The FBI has issued an advisory to businesses over a recent string of DDoS extortion attempts. The perpetrators are claiming to be affiliated with Anonymous or Lizard Squad, and their demands threaten sustained attacks unless a Bitcoin payment is made.
Between April and May of 2017, the FBI says at least six companies received emails claiming to be from “Anonymous” or “Lizard Squad” making threats of DDoS attacks within 24-hours unless the company paid a ransom demand in Bitcoin.
“The email stated the demanded amount of Bitcoin would increase each day the amount went unpaid. No victims to date have reported DDoS activity as a penalty for non-payment,” the FBI alert goes on to explain.
This week, the FBI says they’ve investigated hundreds of these cases, including several in Indiana – home to several major companies, the Indy 500, and this reporter.
However, there has been no indication of attacks. When the targeted organization fails to meet the deadline or refuses to pay, those responsible for the demands fade into the background and the promised DDoS never happens.
So, while the extortion attempts are turning out to be empty threats for now, that wasn’t always the case. In fact, it’s likely the people responsible for the most recent threats are using the ‘Anonymous’ and ‘Lizard Squad’ brands because they’ve been associated with DDoS attacks in the past.
Most administrators will remember the panic that swept through enterprise and SMB channels when Anonymous was using DDoS as their primary means of protest in 2010, something they still do to this day. Lizard Squad is notorious for their DDoS attacks against Microsoft (Xbox Live) and Sony (PlayStation Network) in 2014, and the DDoS against the U.K.’s National Crime Agency in 2015.
Old trick, different day:
These recent extortion demands aren’t the first of their kind. Someone claiming to be ‘Lizard Squad’ demanded nearly $2,700 USD via Bitcoin in 2016 from at least 20 different businesses in the U.K. under the threat of DDoS attacks. However, as was the case with these most recent threats, missed deadlines or refusal to pay didn’t result in an actual attack.
And yet, in 2015, the extortion attempts were anything but empty threats. Back then, the attacks started with a DDoS at 20 to 40 Gbps, usually lasting about 60-minutes. This was a demonstration, which was immediately followed by a ransom demand. Failure to pay within 24-hours would result in another, stronger demonstration, and an additional demand. At the time, most victims were able to mitigate the attacks using third-party defenses.
According to previous warnings from the FBI, extortionists behind actual DDoS attacks usually initiate Simple Service Discovery Protocol (SSDP) and Network Time Protocol (NTP) attacks. They’ve also been known to use SYN-flooding and WordPress XML-RPC. In all cases they leverage reflection, or amplification techniques, sometimes both.
Another extortion group that has earned a good deal of infamy is DD4BC or DDoS 4 Bitcoin.
The group has been tied to a number of extortion scams stretching as far back as 2014, but they’ve also dabbled in blackmail – where they threatened to expose people caught in the Ashley Madison hack.

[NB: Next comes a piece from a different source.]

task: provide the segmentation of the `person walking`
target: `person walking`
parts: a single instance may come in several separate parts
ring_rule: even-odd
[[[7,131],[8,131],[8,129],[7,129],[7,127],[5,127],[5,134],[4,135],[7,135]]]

In early 2016, Europol announced that two people associated with the group had been raided, but it isn’t clear if that was the entire operation or if others have remained at-large. Since the raid, the group has been silent.
For those facing these types of threats, the FBI strongly urges IT managers and business leaders to – not – pay the ransom demands.
Instead, the best advice is to have a DDoS mitigation strategy in place, and an incident response plan that includes such strategies, which are tested before they’re needed.
Other general tips from the FBI alert include:
- Backup and recovery plans, wherein the critical data is stored offsite, and cannot be accessed from the local network.
- Make sure upstream firewalls can deal with incoming UDP, including the ability to block this traffic at a moment’s notice.
- If you’re a target of these extortion demands, make sure to keep all of the original email messages with headers, and if attacked, maintain a detailed timeline that includes times and content if applicable.